Alfred Brendel, a classical pianist who followed his own lights on a long path from obscurity to international stardom, gaining a devoted following in spite of influential critics who faulted his interpretations of the masters, died on Tuesday at his home in London. He was 94.
His death was announced by his family in a news release.
Mr. Brendel was unusual among modern concert artists. He had not been a child prodigy, he lacked the phenomenal memory needed to maintain a large repertoire with ease, and he had relatively little formal training. But he was a hard and cheerfully patient worker. For the most part he taught himself, listening to recordings and proceeding at a deliberate pace as he concentrated on a handful of composers, including Beethoven, Mozart, Haydn, Schubert, Liszt and Schoenberg.
“I never had a regular piano teacher after the age of 16,” he told the critic Bernard Holland of The New York Times for a profile in 1981, although he did attend master classes in his native Austria with the Swiss pianist and conductor Edwin Fischer and the Austrian-born American pianist Eduard Steurmann. “Self-discovery is a slower process but a more natural one.”
Over the years, Mr.
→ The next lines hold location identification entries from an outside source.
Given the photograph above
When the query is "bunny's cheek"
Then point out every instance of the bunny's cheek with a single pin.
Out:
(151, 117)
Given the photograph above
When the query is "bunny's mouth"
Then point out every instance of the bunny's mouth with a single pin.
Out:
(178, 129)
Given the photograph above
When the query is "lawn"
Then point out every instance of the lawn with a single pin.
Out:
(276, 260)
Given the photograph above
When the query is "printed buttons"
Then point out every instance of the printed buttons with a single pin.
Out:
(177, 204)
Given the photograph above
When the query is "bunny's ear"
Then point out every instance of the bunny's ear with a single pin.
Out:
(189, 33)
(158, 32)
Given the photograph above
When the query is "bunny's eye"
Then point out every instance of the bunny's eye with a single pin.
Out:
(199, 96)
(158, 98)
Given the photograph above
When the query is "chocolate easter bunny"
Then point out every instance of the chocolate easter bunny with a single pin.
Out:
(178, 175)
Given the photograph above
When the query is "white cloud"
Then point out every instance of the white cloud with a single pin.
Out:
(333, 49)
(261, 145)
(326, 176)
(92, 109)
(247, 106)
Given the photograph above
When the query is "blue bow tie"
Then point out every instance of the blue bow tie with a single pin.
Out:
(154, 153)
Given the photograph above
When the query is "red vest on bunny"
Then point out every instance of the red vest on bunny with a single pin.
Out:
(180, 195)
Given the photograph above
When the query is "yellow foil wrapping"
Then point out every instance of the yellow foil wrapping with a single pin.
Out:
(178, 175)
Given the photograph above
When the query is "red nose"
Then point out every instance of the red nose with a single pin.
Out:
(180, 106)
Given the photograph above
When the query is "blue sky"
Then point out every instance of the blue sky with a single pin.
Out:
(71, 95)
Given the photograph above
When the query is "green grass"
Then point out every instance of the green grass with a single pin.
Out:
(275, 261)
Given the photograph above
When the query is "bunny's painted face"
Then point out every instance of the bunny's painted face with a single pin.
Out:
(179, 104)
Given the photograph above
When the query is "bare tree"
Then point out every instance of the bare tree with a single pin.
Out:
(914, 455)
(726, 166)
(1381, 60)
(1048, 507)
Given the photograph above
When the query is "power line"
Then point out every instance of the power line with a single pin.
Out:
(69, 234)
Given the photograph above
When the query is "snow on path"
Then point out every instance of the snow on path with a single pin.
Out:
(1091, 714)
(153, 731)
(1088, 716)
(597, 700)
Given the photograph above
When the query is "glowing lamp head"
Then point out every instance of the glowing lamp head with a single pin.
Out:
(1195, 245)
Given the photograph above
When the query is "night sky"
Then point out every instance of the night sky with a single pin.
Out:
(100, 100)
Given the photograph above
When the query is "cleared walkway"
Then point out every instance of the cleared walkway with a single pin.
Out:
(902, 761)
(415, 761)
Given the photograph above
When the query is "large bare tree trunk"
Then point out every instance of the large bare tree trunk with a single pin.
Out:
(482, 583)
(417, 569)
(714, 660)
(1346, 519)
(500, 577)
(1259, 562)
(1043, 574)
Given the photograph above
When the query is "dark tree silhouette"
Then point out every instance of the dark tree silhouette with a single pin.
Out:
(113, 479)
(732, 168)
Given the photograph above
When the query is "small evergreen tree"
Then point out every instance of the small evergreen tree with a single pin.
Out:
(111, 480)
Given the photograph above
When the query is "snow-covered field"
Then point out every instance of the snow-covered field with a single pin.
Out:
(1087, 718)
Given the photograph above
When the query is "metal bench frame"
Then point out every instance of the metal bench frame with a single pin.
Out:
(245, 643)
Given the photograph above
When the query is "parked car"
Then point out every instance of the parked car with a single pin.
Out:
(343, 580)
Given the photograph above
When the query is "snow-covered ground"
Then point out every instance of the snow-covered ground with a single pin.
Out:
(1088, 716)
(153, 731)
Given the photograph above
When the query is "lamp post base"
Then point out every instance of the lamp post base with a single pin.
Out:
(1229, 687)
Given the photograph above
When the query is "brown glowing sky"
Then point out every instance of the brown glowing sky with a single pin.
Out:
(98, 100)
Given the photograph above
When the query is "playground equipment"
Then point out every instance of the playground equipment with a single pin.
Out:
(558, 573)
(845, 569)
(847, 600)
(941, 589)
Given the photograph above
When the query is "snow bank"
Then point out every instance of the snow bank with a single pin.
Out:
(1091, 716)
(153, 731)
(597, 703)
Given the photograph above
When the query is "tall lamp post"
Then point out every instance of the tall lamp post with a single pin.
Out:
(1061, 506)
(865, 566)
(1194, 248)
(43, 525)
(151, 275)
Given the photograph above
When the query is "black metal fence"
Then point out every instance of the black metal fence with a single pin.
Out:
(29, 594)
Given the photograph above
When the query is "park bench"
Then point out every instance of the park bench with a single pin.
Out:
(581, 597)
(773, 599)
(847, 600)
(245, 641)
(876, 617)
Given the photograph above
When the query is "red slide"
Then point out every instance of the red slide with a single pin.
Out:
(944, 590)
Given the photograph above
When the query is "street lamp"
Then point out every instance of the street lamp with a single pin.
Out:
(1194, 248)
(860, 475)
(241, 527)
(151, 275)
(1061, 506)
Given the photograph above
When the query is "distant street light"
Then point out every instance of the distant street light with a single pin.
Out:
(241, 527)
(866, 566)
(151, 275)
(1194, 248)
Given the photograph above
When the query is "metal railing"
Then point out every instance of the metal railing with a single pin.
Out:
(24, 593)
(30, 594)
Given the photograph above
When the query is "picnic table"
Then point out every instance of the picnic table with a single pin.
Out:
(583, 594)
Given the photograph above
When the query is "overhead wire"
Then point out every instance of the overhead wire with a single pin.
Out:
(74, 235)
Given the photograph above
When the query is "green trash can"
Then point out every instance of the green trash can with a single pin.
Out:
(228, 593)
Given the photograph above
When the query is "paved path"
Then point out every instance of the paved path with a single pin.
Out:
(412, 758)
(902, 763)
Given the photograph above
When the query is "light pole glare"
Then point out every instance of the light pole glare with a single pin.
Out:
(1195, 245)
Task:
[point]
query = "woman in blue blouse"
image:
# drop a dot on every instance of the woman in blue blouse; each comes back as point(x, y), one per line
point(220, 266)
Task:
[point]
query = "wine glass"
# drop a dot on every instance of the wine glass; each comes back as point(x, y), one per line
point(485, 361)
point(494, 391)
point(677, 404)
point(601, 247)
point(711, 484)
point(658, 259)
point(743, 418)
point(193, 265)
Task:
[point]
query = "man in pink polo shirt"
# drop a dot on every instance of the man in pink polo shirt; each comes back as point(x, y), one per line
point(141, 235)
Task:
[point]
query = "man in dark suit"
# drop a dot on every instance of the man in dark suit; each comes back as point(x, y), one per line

Brendel developed and continually revised his own ideas on using the modern piano to make well-worn music sound fresh without violating the composers’ intentions. How well he succeeded was very much a matter of taste. His analytical approach appealed especially to intellectuals and writers, and it didn’t hurt, either, that he was himself an erudite writer on music history, theory and practice.
His fans filled the house to overflowing for recitals in New York, London and other major cities — including for his memorable cycle of the complete Beethoven sonatas at Carnegie Hall in 1983. Among his champions was Susan Sontag, who contributed a blurb to one of his several books of collected essays, “Alfred Brendel on Music” (2000), saying he had “changed the way we want to hear the major works of the piano repertory.”
A bit to his dismay, he thus found himself cast as a hero of the “formalists,” who championed structure, proportion and the primacy of the score in their hundred-years’ war with the “affectists,” as The Times’s chief music critic Harold C. Schonberg characterized a more extroverted crew who were concerned with emotional impact, color and line. Mr. Brendel was an heir to the tradition of Fischer and Artur Schnabel, as opposed to Vladimir Horowitz.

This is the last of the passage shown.